We accept the fact that, when your hometown team is knocked out of the playoffs, the season is generally over. This is never truer than for basketball and hockey.
By the time the midnight sun rises, you start to hum the old refrain, "Wait till next year," and you pay only cursory attention to the ongoing shenanigans until the player draft or the leaves start to turn odd colors and shrink on the branches.
Yet, with a heat wave having taxed our air conditioners, and with daylight extending into early evening, we have discovered that NBA and NHL games, our idea of cold-weather indoor sports, are now gearing up for the Finals.

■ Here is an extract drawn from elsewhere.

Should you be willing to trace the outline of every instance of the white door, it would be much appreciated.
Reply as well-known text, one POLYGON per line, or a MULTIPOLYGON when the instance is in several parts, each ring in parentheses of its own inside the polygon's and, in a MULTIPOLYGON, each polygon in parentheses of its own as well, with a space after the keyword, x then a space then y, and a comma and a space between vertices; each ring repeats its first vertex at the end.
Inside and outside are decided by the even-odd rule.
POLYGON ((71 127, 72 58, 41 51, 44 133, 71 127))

Finals? Even college and universities have finished with finals and have gone past Commencement and graduation speakers. You never see an NBA star on a playoff team as your Commencement speaker because he is only speaking to ESPN about his team's chances.
In Boston the only thing longer than the NHL season is the trial of Whitey Bulger. We expect it to end when baseball winds down and basketball starts up again.

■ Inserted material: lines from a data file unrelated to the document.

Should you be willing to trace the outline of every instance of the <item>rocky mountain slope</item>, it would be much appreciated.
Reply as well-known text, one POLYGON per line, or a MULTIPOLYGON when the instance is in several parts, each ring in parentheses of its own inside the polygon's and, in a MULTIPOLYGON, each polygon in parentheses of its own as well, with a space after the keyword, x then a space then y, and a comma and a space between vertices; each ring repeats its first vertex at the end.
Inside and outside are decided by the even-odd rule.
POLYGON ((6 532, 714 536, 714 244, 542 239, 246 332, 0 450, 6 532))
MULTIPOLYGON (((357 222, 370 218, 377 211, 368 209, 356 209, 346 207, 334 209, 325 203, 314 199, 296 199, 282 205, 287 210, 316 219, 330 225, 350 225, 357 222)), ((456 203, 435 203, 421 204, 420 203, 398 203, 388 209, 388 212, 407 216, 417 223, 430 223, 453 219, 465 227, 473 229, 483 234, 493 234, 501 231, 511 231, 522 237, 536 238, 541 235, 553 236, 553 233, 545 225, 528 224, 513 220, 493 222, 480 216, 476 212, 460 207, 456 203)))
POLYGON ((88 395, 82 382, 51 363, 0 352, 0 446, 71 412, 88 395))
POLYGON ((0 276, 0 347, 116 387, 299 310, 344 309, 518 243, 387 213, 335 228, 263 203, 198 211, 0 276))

Though we don't particularly like the Spurs or the Heat, we are in a conundrum over our Boston Bruins. We are not big hockey fans since Bobby Orr left town when Barack Obama was a child. Yet, the Bruins are heading to the Finals.
In June, we are skating on thin ice in Boston. We have had snow as late as June 9th back when we were a child in 1816, but can't recall a cold spell during NHL Finals since then.
It just doesn't feel like hockey season, yet devotees of boarding and high-sticking are wrapped up in their furs and mukluks worn over tank-tops and flip-flops at Boston TD Garden.
Hope springs eternal, or in the case of winter sports, hope summers seasonally.